Sem essas pessoas, a invasão do Capitólio e o 8 de janeiro de 2023 dificilmente teriam ocorrido. É provável, também, que a eleição do sujeito que "conversa" com espíritos de cachorros não passaria de ficção. Há limites até para a loucura, mas, infelizmente, não para o fanático!

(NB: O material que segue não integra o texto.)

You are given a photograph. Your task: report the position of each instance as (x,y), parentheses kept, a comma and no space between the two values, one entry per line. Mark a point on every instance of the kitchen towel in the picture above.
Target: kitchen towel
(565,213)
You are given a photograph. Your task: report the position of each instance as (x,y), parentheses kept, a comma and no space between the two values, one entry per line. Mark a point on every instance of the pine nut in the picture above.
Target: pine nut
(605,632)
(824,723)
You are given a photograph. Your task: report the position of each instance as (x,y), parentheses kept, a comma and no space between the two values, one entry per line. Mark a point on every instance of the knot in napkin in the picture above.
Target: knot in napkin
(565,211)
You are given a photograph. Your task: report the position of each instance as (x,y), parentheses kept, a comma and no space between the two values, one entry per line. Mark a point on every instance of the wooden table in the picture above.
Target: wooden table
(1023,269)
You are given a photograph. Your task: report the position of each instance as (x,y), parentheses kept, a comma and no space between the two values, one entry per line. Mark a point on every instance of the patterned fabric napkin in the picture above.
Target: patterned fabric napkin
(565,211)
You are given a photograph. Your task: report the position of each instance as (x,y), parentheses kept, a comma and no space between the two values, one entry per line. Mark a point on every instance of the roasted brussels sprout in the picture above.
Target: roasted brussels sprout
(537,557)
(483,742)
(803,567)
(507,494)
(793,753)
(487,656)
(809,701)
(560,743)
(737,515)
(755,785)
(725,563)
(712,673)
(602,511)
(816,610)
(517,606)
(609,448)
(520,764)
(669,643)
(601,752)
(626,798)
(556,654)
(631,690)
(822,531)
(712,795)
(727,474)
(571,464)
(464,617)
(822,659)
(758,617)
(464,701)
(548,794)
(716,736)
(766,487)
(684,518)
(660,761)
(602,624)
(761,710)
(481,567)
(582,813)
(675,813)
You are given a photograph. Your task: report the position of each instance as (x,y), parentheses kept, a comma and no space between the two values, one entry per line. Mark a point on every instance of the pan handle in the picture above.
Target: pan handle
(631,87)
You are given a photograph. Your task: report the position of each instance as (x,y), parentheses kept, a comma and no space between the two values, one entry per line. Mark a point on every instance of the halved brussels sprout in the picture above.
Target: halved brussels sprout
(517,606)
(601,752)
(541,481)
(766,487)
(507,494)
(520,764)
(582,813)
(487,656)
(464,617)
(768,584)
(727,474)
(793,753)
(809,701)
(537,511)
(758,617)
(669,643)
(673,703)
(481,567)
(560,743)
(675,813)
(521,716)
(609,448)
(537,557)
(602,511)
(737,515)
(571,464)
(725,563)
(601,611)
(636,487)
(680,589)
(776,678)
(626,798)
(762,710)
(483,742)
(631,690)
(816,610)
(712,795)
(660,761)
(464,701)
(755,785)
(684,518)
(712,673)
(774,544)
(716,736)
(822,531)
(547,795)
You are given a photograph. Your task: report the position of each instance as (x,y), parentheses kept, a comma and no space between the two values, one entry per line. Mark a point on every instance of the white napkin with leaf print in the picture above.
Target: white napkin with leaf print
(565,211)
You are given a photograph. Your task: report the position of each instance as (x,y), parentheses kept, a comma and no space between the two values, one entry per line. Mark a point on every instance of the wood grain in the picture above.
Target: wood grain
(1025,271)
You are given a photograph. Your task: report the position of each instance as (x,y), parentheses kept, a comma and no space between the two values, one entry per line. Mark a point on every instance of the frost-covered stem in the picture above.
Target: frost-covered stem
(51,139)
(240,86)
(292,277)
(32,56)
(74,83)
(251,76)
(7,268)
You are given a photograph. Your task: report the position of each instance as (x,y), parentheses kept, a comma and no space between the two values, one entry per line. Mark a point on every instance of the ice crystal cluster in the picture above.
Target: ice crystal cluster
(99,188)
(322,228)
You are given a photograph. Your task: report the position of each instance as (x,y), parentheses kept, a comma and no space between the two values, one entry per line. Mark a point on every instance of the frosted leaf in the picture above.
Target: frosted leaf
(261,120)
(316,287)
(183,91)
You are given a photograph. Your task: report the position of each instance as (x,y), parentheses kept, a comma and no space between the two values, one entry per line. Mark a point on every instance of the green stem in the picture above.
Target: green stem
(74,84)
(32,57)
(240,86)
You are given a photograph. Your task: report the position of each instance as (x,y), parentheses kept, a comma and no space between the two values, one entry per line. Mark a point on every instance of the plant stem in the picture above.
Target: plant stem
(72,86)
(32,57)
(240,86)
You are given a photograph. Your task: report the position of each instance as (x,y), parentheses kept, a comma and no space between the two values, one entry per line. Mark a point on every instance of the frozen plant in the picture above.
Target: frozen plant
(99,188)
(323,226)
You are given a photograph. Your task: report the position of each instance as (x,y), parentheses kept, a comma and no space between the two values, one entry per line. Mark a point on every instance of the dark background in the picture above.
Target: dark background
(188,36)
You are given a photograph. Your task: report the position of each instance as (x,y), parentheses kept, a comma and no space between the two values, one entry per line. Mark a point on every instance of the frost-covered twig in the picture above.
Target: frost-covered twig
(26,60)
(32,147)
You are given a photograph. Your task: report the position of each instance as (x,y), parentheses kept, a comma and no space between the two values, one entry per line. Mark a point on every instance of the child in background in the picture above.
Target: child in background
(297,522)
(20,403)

Na história contemporânea, o totalitarismo nazi-fascista se impôs pela exploração do medo, do fanatismo e da destruição da verdade. Um zé-ninguém recalcado serviu aos interesses dos “de cima” e canalizou a frustração dos “de baixo” melhor do que qualquer general. O resultado foi o horror inimaginável da solução final e das bombas atômicas. É preciso estar atento e seguir o conselho de Umberto Eco: “apontar o indicador para cada uma de suas novas formas -a cada dia, em cada lugar do mundo.” (ECO, 1998. P. 52)
NOTAS:
[1] “Sob a forma de fascismo, a civilização autoritária e mecanicista colhe no zé-ninguém reprimido nada mais do que aquilo que ela semeou nas massas de seres humanos subjugados, por meio de misticismo, militarismo e automatismo durante séculos. [...] Não é impunemente que o circo da alta política se apresenta perante o zé-ninguém.” (Reich, 2001. XIX)
BIBLIOGRAFIA:
BOBBIO, Norberto; MATTEUCCI, Nicola; PASQUINO, Gianfranco. Dicionário de Política. Brasília, DF: Ed. Universidade de Brasília: Linha Gráfica Editora, 1991.
ECO, Umberto. Cinco Escritos Morais. Rio de Janeiro: Record, 1998.
REICH,Wilhelm . Psicologia das Massas e o Fascismo. 3ª edição. São Paulo: Martins Fontes, 2001.